I take a job doing it.
I started out with basic and machine language when I was young.
Took a consulting Excel data input job and hated the tedium so I wrote some macros. They were so impressed with the macros that they started paying me 6x more to develop programs for them.
Just after that someone wanted a database program for tracking employee hours--I grabbed a copy of dBase and was able to demo something within a week, fully operational and debugged in a month or so.
Found a job in C--little company willing to take a chance on someone who didn't know the language. Learned it on the fly. Did well enough where I was hired by the customer of a product I had worked on. Once the product was completed, I proposed a simpler version written in VB, they didn't like the "Basic" idea but were willing to let me try (It involved a LOT of screen scraping and string processing, C's worst nightmare).
Learned VB as I coded that. Became a very successful product, and I moved into group where I was able to move the direction of the group towards Java.
More recently I took a pretty big pay cut to work at a company doing web programming so I could more deeply understand the web development world, Ruby on Rails and Agile. (didn't take, by the way, but I'm glad I did it)
Anyway, my point is that to "Learn" a language without using it on a job is mostly pointless. Also, to work where you can just make the most money isn't the "Goal" of life.

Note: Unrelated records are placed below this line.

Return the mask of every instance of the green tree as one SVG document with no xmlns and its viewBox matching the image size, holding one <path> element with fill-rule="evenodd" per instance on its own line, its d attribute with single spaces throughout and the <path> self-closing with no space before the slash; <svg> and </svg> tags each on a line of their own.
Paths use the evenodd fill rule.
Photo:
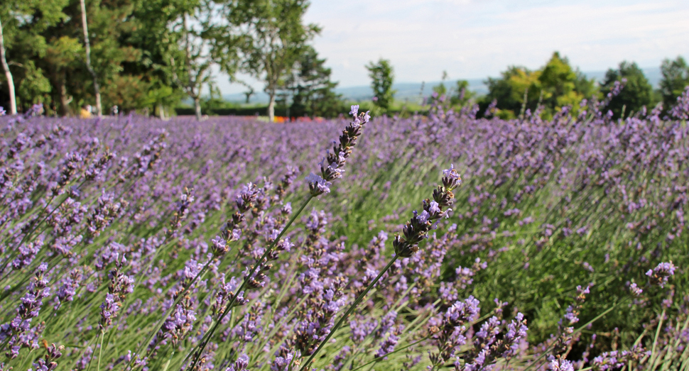
<svg viewBox="0 0 689 371">
<path fill-rule="evenodd" d="M 511 66 L 501 74 L 499 79 L 489 78 L 486 82 L 489 94 L 482 105 L 497 100 L 499 113 L 504 118 L 516 117 L 526 109 L 535 110 L 539 104 L 545 107 L 546 115 L 564 106 L 576 111 L 582 99 L 597 94 L 594 80 L 573 69 L 558 52 L 536 71 Z"/>
<path fill-rule="evenodd" d="M 663 74 L 660 82 L 663 106 L 668 111 L 677 104 L 677 98 L 689 85 L 689 65 L 681 56 L 678 56 L 675 60 L 666 59 L 661 65 L 661 72 Z"/>
<path fill-rule="evenodd" d="M 278 91 L 287 87 L 286 79 L 308 49 L 307 43 L 320 32 L 318 26 L 303 23 L 308 6 L 305 0 L 246 0 L 229 7 L 231 23 L 242 26 L 240 68 L 266 82 L 271 122 Z"/>
<path fill-rule="evenodd" d="M 325 59 L 319 58 L 310 45 L 299 57 L 288 82 L 292 87 L 292 116 L 332 117 L 342 111 L 342 96 L 334 90 L 337 83 L 330 80 L 332 70 L 325 64 Z"/>
<path fill-rule="evenodd" d="M 440 84 L 433 87 L 433 92 L 438 94 L 438 98 L 447 94 L 447 88 L 445 86 L 445 80 L 447 79 L 447 72 L 443 71 L 443 77 L 440 78 Z"/>
<path fill-rule="evenodd" d="M 450 103 L 452 106 L 465 106 L 474 98 L 475 94 L 469 90 L 469 82 L 457 80 L 455 86 L 454 92 L 450 97 Z"/>
<path fill-rule="evenodd" d="M 6 0 L 0 2 L 4 52 L 4 79 L 0 101 L 11 100 L 13 82 L 17 109 L 34 103 L 49 103 L 51 87 L 38 60 L 45 52 L 43 33 L 66 16 L 67 0 Z M 5 68 L 6 67 L 6 68 Z M 11 109 L 11 107 L 9 107 Z"/>
<path fill-rule="evenodd" d="M 610 99 L 607 108 L 612 111 L 615 118 L 623 114 L 629 116 L 638 112 L 644 106 L 653 103 L 653 88 L 639 66 L 634 62 L 624 61 L 617 70 L 608 70 L 605 80 L 601 85 L 601 92 L 607 94 L 612 91 L 617 81 L 624 82 L 624 87 L 616 96 Z"/>
<path fill-rule="evenodd" d="M 161 67 L 194 101 L 197 120 L 201 119 L 201 92 L 213 85 L 212 66 L 219 65 L 230 75 L 235 70 L 234 24 L 218 16 L 226 5 L 216 0 L 179 1 L 169 17 L 168 28 L 172 31 L 163 37 L 169 41 L 161 52 L 169 64 L 164 61 Z"/>
<path fill-rule="evenodd" d="M 369 62 L 366 69 L 371 79 L 374 104 L 384 113 L 390 108 L 396 93 L 392 89 L 395 78 L 392 65 L 389 60 L 381 58 L 377 63 Z"/>
</svg>

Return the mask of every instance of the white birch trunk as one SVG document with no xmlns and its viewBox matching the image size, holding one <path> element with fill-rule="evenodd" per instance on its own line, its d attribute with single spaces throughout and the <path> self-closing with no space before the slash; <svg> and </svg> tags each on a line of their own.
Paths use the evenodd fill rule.
<svg viewBox="0 0 689 371">
<path fill-rule="evenodd" d="M 2 38 L 2 22 L 0 22 L 0 62 L 5 70 L 5 77 L 7 79 L 7 90 L 9 92 L 9 111 L 11 114 L 17 114 L 17 101 L 14 95 L 14 79 L 12 72 L 9 70 L 7 60 L 5 59 L 5 43 Z"/>
<path fill-rule="evenodd" d="M 86 49 L 86 69 L 93 77 L 93 89 L 96 95 L 96 112 L 98 117 L 103 116 L 103 107 L 100 102 L 100 87 L 98 85 L 98 77 L 96 72 L 91 67 L 91 43 L 89 41 L 89 29 L 86 22 L 86 2 L 81 0 L 82 5 L 82 26 L 84 28 L 84 45 Z"/>
</svg>

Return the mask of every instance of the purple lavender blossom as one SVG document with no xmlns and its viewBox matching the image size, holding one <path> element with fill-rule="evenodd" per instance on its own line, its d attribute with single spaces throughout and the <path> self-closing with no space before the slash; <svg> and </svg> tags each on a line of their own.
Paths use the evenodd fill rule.
<svg viewBox="0 0 689 371">
<path fill-rule="evenodd" d="M 668 279 L 670 278 L 670 276 L 675 274 L 676 269 L 676 267 L 672 264 L 671 261 L 669 262 L 661 262 L 655 268 L 649 270 L 646 272 L 646 275 L 650 277 L 652 284 L 657 284 L 661 287 L 665 287 L 665 284 L 668 283 Z"/>
</svg>

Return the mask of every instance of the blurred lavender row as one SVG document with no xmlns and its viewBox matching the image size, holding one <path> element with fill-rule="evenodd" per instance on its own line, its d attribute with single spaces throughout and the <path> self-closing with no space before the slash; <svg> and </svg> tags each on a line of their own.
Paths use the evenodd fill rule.
<svg viewBox="0 0 689 371">
<path fill-rule="evenodd" d="M 684 370 L 689 89 L 625 120 L 435 101 L 351 157 L 359 118 L 0 116 L 0 370 L 299 370 L 405 220 L 433 229 L 313 369 Z"/>
</svg>

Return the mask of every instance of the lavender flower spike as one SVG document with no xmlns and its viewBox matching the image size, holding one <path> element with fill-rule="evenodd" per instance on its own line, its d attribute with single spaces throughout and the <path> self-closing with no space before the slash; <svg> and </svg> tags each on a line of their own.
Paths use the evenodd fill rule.
<svg viewBox="0 0 689 371">
<path fill-rule="evenodd" d="M 668 279 L 670 276 L 675 275 L 676 268 L 676 267 L 672 264 L 671 260 L 669 262 L 661 262 L 655 268 L 649 270 L 646 272 L 646 275 L 651 277 L 651 284 L 663 287 L 665 284 L 668 283 Z"/>
<path fill-rule="evenodd" d="M 330 193 L 330 186 L 332 185 L 332 183 L 327 182 L 313 172 L 306 177 L 306 182 L 308 182 L 309 191 L 311 192 L 311 194 L 318 195 Z"/>
</svg>

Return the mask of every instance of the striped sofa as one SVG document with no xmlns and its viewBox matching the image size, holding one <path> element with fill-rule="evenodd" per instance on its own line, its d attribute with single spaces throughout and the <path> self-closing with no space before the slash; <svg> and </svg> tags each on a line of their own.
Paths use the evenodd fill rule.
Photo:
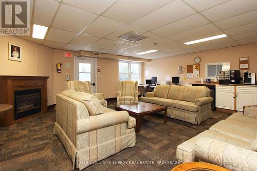
<svg viewBox="0 0 257 171">
<path fill-rule="evenodd" d="M 182 162 L 203 161 L 234 171 L 257 170 L 257 106 L 246 107 L 177 147 Z"/>
<path fill-rule="evenodd" d="M 198 125 L 212 116 L 212 98 L 207 87 L 158 85 L 144 95 L 143 102 L 167 106 L 171 118 Z"/>
<path fill-rule="evenodd" d="M 101 92 L 92 93 L 91 83 L 89 81 L 70 81 L 67 83 L 68 89 L 77 91 L 84 92 L 91 94 L 97 97 L 101 105 L 107 107 L 107 101 L 103 98 L 103 93 Z"/>
<path fill-rule="evenodd" d="M 136 143 L 135 118 L 127 111 L 116 111 L 100 103 L 103 113 L 90 115 L 83 103 L 85 94 L 90 95 L 71 90 L 57 94 L 53 130 L 74 168 L 76 165 L 80 170 Z"/>
<path fill-rule="evenodd" d="M 122 81 L 119 82 L 119 91 L 117 96 L 117 105 L 122 105 L 138 102 L 138 82 L 134 81 Z"/>
</svg>

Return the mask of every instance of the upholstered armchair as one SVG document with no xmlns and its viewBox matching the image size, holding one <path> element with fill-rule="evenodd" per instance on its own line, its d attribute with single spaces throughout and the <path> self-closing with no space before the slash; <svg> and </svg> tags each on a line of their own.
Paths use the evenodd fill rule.
<svg viewBox="0 0 257 171">
<path fill-rule="evenodd" d="M 121 105 L 138 102 L 138 82 L 134 81 L 122 81 L 119 82 L 119 91 L 117 96 L 117 105 Z"/>
<path fill-rule="evenodd" d="M 68 89 L 91 94 L 98 99 L 102 106 L 107 107 L 107 101 L 103 98 L 104 94 L 92 93 L 90 87 L 91 83 L 89 81 L 71 81 L 68 82 Z"/>
</svg>

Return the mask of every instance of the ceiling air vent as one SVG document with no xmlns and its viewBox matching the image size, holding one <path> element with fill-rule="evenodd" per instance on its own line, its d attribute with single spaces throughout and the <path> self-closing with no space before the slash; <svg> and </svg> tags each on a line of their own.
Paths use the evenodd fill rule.
<svg viewBox="0 0 257 171">
<path fill-rule="evenodd" d="M 93 56 L 100 56 L 100 53 L 99 52 L 93 52 Z"/>
<path fill-rule="evenodd" d="M 133 32 L 129 32 L 125 34 L 122 34 L 118 37 L 123 40 L 125 40 L 126 41 L 136 42 L 148 37 L 142 35 L 138 33 L 134 33 Z"/>
</svg>

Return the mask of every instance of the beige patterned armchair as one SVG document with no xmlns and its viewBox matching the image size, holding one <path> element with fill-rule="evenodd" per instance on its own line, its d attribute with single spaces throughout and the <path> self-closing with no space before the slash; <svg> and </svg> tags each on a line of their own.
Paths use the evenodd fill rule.
<svg viewBox="0 0 257 171">
<path fill-rule="evenodd" d="M 134 81 L 122 81 L 119 82 L 119 91 L 117 96 L 117 105 L 121 105 L 138 102 L 138 82 Z"/>
<path fill-rule="evenodd" d="M 91 94 L 97 97 L 101 105 L 107 107 L 107 101 L 103 98 L 103 93 L 91 93 L 91 83 L 89 81 L 71 81 L 68 82 L 68 89 Z"/>
</svg>

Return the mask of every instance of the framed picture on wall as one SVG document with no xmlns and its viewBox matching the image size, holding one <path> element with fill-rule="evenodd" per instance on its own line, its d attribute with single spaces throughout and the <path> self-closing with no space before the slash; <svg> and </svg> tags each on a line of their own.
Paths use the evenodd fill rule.
<svg viewBox="0 0 257 171">
<path fill-rule="evenodd" d="M 22 46 L 9 43 L 8 59 L 16 61 L 22 61 Z"/>
</svg>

Take jobs that make you happy, give you skills and let you do what you want to do. If you don't like programming, become a ski instructor. If you like programming, program!
edit: and for a more direct answer, I find debugging existing code or trying to add a feature to be the best ways to learn a new language. You have example code in front of you and you can look up references on the web. I may pick up a book as a reference if the language doesn't have a tool as powerful as Javadocs, or to teach more advanced techniques at some point.